The American Arctic Connection, a joint agreement between the U.S. Embassy in Finland and the University of Lapland, establishes a new framework to further support and strengthen collaboration in science, exchanges, and information sharing in the Arctic. The purpose of the agreement is to deepen the dialogue on shared Arctic and other bilateral issues, such as social and economic impacts of rapid environmental changes and globalization, by facilitating discussion among scholars, students, subject matter experts, and public audiences.
On Monday, September 6, 2021, Ian Campbell, Chargé d’Affaires ad interim at the U.S. Embassy in Finland and Antti Syväjärvi, Rector of the University of Lapland, signed a memorandum of understanding to jointly establish the “American Arctic Connection” – a platform that will serve as a two-way meeting point for Arctic knowledge.
The American Arctic Connection will reside at the main building of the University of Lapland and will host a variety of programs and activities, such as group discussions, virtual programs, guest lectures, and cultural presentations. The arrangement will also support exchange programs between the University and American higher education institutions which are particularly, but not exclusively, members of the University of the Arctic network.

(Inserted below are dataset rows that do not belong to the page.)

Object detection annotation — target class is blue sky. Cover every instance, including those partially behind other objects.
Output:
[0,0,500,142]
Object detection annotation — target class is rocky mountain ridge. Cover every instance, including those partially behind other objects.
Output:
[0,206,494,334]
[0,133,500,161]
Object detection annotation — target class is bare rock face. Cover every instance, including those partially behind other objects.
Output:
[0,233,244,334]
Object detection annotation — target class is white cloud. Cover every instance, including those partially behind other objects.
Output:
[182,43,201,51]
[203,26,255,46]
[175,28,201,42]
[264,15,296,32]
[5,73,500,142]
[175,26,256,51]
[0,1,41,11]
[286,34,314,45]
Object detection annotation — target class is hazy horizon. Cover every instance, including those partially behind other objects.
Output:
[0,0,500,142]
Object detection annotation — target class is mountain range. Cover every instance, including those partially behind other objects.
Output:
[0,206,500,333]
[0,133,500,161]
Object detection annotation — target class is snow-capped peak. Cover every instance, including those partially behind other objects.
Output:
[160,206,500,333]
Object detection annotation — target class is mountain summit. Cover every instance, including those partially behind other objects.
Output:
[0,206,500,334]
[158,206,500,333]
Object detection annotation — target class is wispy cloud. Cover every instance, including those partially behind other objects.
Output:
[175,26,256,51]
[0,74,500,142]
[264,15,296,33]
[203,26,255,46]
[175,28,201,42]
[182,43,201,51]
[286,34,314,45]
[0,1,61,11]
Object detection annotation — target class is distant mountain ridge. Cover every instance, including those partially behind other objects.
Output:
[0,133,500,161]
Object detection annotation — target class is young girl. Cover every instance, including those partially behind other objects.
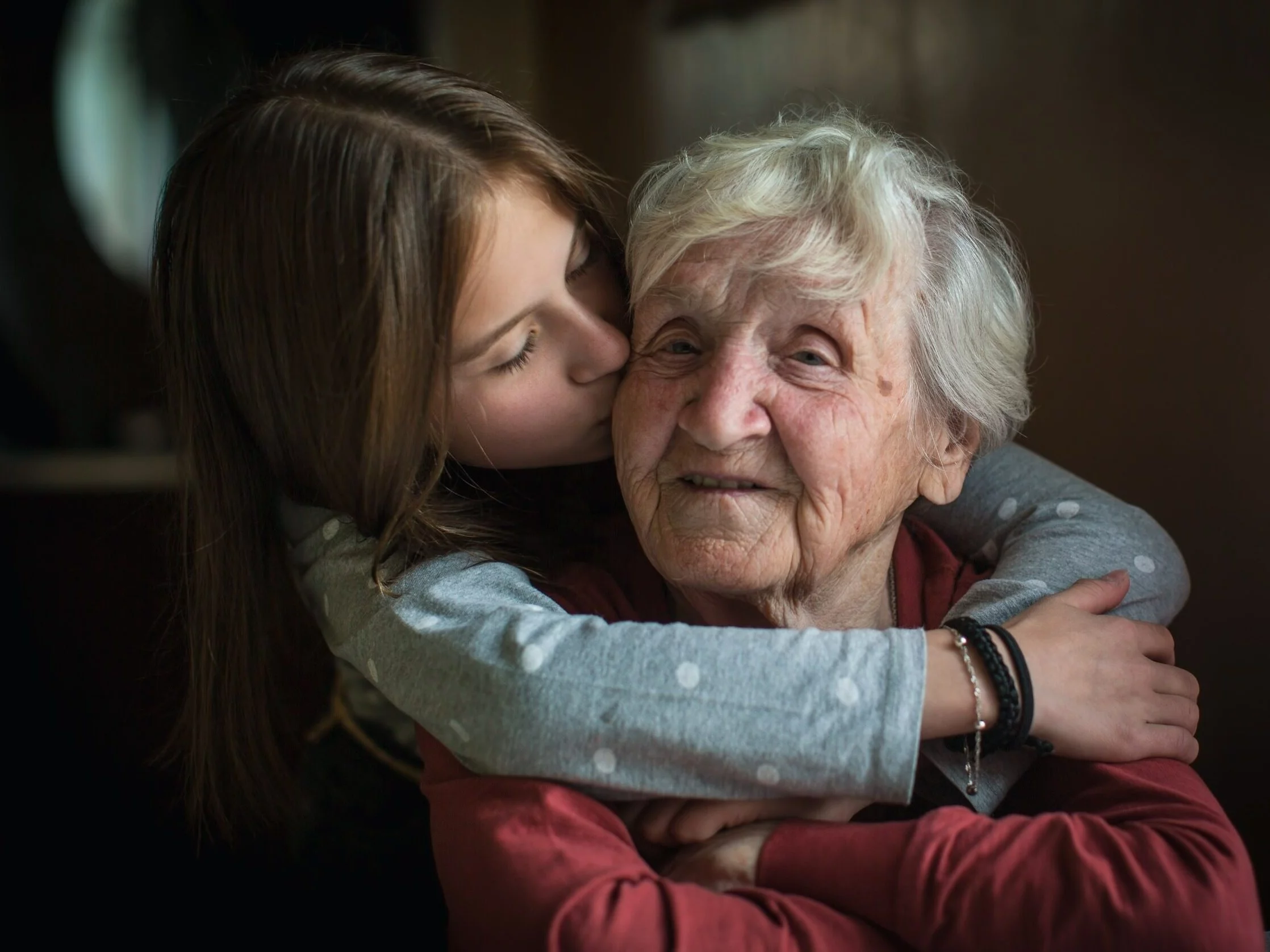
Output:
[152,53,1195,832]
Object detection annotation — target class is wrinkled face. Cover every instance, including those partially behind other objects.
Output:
[613,240,964,611]
[448,183,630,468]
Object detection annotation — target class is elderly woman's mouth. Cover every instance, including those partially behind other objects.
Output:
[679,472,767,490]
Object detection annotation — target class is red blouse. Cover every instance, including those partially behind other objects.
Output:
[419,523,1264,952]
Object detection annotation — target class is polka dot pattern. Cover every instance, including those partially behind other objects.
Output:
[833,674,860,707]
[591,748,617,773]
[674,661,701,690]
[521,645,548,674]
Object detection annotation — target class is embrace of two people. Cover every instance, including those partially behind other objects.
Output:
[152,52,1264,952]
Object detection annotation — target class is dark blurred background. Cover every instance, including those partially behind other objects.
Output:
[0,0,1270,914]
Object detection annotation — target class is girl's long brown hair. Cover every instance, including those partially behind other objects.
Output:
[152,52,613,835]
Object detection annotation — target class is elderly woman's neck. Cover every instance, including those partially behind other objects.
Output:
[673,524,898,630]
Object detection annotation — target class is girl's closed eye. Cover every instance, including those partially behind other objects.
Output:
[564,226,601,284]
[494,328,538,373]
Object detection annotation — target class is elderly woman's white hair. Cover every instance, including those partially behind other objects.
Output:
[628,107,1031,452]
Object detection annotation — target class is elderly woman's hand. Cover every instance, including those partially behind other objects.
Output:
[620,797,871,846]
[1006,571,1199,763]
[662,823,779,892]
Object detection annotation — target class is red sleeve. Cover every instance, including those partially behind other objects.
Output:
[758,758,1265,952]
[419,731,907,952]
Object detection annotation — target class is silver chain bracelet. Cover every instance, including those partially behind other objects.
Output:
[952,631,988,797]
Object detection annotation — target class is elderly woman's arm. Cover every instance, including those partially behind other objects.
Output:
[283,457,1188,802]
[913,443,1190,813]
[913,443,1190,624]
[755,758,1264,952]
[419,733,905,952]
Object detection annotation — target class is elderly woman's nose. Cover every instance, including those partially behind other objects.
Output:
[567,310,631,383]
[679,354,772,451]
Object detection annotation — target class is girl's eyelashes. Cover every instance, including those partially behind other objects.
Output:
[494,329,538,373]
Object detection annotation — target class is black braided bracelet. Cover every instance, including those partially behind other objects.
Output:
[983,624,1054,755]
[943,615,1030,754]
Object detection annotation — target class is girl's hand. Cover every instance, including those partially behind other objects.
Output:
[998,570,1199,763]
[619,797,870,846]
[662,823,777,892]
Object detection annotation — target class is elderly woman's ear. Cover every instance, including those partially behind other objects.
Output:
[917,418,979,505]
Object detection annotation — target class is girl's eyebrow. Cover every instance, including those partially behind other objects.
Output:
[453,307,542,364]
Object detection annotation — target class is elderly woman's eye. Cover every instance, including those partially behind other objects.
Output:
[794,350,829,367]
[666,340,697,355]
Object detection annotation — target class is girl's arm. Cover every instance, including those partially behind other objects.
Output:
[289,506,924,802]
[285,448,1185,808]
[913,443,1190,813]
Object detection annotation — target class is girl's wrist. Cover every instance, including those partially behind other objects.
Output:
[922,628,1003,740]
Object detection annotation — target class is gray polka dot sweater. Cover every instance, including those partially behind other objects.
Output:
[282,446,1190,811]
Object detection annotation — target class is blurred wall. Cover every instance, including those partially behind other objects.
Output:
[437,0,1270,908]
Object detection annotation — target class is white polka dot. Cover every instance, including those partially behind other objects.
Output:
[833,674,860,707]
[674,661,701,689]
[591,748,617,773]
[521,645,548,673]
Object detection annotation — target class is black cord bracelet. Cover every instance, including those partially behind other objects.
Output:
[943,615,1030,754]
[983,624,1054,755]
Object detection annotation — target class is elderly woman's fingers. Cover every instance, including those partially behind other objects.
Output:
[1143,724,1199,764]
[626,797,691,845]
[1151,664,1199,702]
[1120,618,1177,664]
[1147,694,1199,733]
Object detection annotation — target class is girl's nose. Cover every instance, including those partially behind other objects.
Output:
[569,308,631,383]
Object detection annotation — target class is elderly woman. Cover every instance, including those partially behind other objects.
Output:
[420,113,1263,952]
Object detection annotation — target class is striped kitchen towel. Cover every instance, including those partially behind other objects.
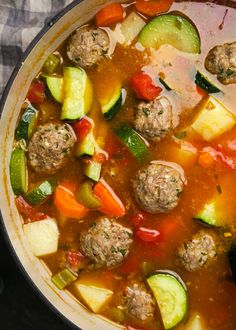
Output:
[0,0,73,98]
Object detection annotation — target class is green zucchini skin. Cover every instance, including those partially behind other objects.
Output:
[103,92,122,121]
[159,78,172,91]
[84,160,102,182]
[25,179,56,206]
[138,14,201,54]
[46,76,64,103]
[15,104,39,142]
[195,71,221,94]
[193,201,222,227]
[115,124,150,163]
[10,148,28,196]
[147,270,188,330]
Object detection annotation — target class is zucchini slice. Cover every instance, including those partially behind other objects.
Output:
[120,12,146,46]
[51,268,77,290]
[194,201,221,227]
[15,104,39,142]
[139,14,201,53]
[84,160,102,181]
[25,180,56,205]
[61,67,93,120]
[195,71,221,94]
[147,271,187,329]
[115,125,150,162]
[10,148,28,195]
[43,54,60,74]
[75,132,95,157]
[46,76,64,103]
[191,96,236,141]
[101,85,122,120]
[76,181,102,209]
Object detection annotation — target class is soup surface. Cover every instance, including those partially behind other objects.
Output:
[10,0,236,330]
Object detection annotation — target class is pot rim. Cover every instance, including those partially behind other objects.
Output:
[0,0,84,330]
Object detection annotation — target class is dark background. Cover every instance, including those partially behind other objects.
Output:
[0,224,71,330]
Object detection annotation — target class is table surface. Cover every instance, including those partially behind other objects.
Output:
[0,225,70,330]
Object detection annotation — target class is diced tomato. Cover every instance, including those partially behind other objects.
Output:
[198,145,235,170]
[72,118,93,141]
[95,3,125,26]
[227,140,236,151]
[27,81,46,104]
[135,0,174,16]
[130,212,145,227]
[136,227,161,243]
[130,71,162,101]
[66,250,87,267]
[93,152,108,164]
[196,85,207,97]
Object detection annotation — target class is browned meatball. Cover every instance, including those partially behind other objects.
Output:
[67,25,110,68]
[134,96,173,142]
[177,230,218,272]
[205,41,236,84]
[80,218,133,268]
[124,283,155,321]
[28,123,76,173]
[132,162,185,213]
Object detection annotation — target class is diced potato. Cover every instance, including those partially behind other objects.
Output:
[173,141,197,168]
[75,281,113,313]
[120,12,146,46]
[192,96,236,141]
[23,218,59,257]
[184,314,206,330]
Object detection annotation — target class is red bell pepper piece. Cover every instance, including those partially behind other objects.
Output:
[136,227,161,243]
[27,81,46,104]
[135,0,174,16]
[130,71,162,101]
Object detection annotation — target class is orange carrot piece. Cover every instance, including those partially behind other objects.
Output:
[54,181,88,219]
[135,0,174,16]
[95,3,125,26]
[198,152,215,168]
[93,179,125,217]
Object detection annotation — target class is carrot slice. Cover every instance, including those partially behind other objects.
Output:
[93,179,125,217]
[95,3,125,26]
[135,0,174,16]
[54,181,88,219]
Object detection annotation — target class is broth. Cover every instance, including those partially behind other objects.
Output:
[11,2,236,330]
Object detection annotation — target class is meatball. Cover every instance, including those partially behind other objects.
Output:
[177,230,217,272]
[134,96,173,142]
[67,25,110,68]
[205,41,236,84]
[28,123,76,173]
[124,283,155,321]
[80,218,133,268]
[132,161,185,213]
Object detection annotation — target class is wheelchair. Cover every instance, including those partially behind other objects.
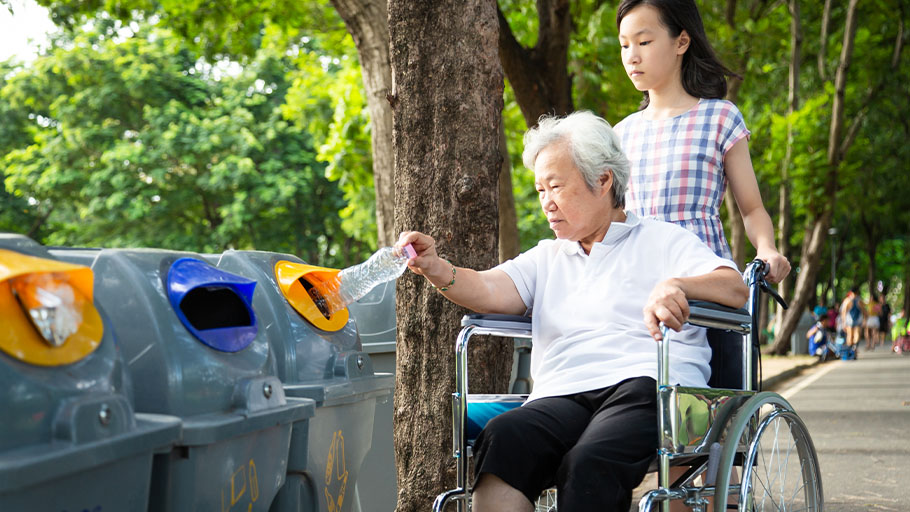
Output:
[433,260,824,512]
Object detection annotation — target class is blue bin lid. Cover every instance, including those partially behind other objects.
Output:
[167,258,258,352]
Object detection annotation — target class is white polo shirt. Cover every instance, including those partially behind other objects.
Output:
[497,211,736,400]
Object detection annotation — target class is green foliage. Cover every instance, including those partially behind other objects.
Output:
[0,21,352,264]
[282,31,377,251]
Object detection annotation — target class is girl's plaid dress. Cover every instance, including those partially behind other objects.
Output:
[615,99,750,258]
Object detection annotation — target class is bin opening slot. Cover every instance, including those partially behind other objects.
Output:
[180,286,253,331]
[298,276,332,320]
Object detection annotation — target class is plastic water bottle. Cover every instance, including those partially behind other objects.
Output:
[310,244,417,317]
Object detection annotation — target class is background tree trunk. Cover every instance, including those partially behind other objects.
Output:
[389,0,512,512]
[332,0,398,247]
[772,0,860,354]
[499,119,521,262]
[497,0,574,128]
[775,0,803,326]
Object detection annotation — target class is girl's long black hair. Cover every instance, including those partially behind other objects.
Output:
[616,0,742,110]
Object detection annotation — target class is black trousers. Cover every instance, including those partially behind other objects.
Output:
[474,377,657,512]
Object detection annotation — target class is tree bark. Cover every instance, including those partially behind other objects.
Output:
[499,119,521,262]
[497,0,574,128]
[332,0,398,247]
[818,0,831,80]
[777,0,803,317]
[389,0,512,512]
[773,0,858,354]
[901,258,910,315]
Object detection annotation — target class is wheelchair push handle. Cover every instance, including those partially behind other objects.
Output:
[744,258,789,309]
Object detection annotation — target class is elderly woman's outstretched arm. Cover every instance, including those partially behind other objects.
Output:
[396,231,527,315]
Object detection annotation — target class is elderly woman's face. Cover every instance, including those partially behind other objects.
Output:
[534,142,613,246]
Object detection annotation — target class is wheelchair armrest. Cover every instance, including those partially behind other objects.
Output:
[461,313,531,338]
[689,300,752,334]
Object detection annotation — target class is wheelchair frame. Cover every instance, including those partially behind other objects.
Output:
[433,260,824,512]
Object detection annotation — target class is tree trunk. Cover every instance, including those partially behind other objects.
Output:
[499,115,521,262]
[389,0,512,512]
[332,0,398,247]
[497,0,574,128]
[901,255,910,315]
[818,0,831,80]
[773,0,858,354]
[777,0,803,317]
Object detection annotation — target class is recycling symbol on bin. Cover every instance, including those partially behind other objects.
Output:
[325,430,348,512]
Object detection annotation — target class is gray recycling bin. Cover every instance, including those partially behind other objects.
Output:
[210,251,395,512]
[348,281,398,512]
[55,249,314,511]
[0,234,180,512]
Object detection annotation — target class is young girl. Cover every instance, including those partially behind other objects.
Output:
[615,0,790,283]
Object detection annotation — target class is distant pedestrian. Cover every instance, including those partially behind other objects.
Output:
[840,288,866,348]
[863,292,882,350]
[878,294,891,345]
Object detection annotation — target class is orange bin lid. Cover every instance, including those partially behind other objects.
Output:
[275,260,349,332]
[0,249,104,366]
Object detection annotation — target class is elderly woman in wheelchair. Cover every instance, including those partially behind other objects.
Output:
[398,112,824,512]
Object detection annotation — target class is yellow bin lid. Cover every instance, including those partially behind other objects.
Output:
[275,260,348,332]
[0,249,104,366]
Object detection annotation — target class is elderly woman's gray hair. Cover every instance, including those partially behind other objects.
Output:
[521,110,629,208]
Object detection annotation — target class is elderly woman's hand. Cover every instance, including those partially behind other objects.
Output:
[642,279,689,340]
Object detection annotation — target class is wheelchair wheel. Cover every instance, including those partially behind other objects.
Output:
[715,392,824,512]
[739,407,824,512]
[534,489,556,512]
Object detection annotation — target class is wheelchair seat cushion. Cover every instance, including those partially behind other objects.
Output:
[465,395,528,444]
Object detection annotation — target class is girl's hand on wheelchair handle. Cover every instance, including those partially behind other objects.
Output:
[642,279,689,340]
[755,247,790,284]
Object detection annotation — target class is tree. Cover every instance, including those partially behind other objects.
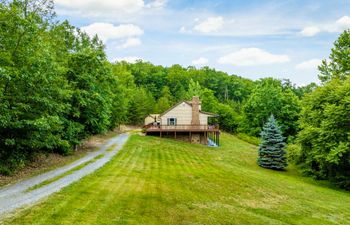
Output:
[154,86,172,113]
[258,115,287,170]
[297,77,350,189]
[128,88,155,124]
[318,29,350,83]
[240,78,300,136]
[296,30,350,190]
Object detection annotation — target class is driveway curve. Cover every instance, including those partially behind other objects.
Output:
[0,133,129,215]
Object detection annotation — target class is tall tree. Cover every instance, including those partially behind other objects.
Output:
[318,29,350,82]
[258,115,287,170]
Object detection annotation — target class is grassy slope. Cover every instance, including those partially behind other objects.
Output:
[5,134,350,224]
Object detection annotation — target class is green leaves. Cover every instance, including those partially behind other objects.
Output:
[0,0,126,171]
[298,77,350,189]
[257,115,287,170]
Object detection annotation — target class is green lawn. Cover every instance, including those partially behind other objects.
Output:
[4,134,350,225]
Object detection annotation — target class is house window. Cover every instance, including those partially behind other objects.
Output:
[168,118,177,126]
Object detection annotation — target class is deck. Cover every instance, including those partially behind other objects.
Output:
[144,124,219,132]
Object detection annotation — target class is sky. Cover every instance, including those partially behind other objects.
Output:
[54,0,350,85]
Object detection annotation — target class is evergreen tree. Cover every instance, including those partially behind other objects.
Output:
[258,115,287,170]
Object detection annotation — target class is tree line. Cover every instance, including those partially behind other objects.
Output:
[0,0,350,188]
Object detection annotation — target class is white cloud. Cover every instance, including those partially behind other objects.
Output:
[81,23,143,42]
[179,26,187,34]
[300,16,350,37]
[112,56,142,63]
[193,16,224,33]
[192,57,209,65]
[120,38,142,48]
[55,0,145,12]
[335,16,350,30]
[218,48,290,66]
[295,59,322,70]
[146,0,167,9]
[300,26,321,37]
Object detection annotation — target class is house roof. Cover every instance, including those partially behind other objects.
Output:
[159,101,192,117]
[157,101,219,117]
[147,114,159,118]
[199,110,219,117]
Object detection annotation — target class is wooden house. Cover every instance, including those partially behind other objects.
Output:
[144,96,220,146]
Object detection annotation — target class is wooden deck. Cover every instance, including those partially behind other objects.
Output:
[144,125,219,132]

The United States and Finland have a long tradition of nurturing Arctic cooperation in the fields of science and education. The first meetings to establish the University of the Arctic took place in Fairbanks, Alaska, and the UArctic was officially launched in Rovaniemi in 2001. The Fulbright Arctic Initiative has since 2015 facilitated the formation of a network of scholars specializing in Arctic issues and provided opportunities for all Arctic Council member states to carry out collaborative research on public policy questions related to the unique challenges of the Arctic region. The purpose of the American Arctic Connection is not only to further amplify opportunities provided by existing collaboration, but also to create new opportunities for larger audiences to discuss the future of the Arctic.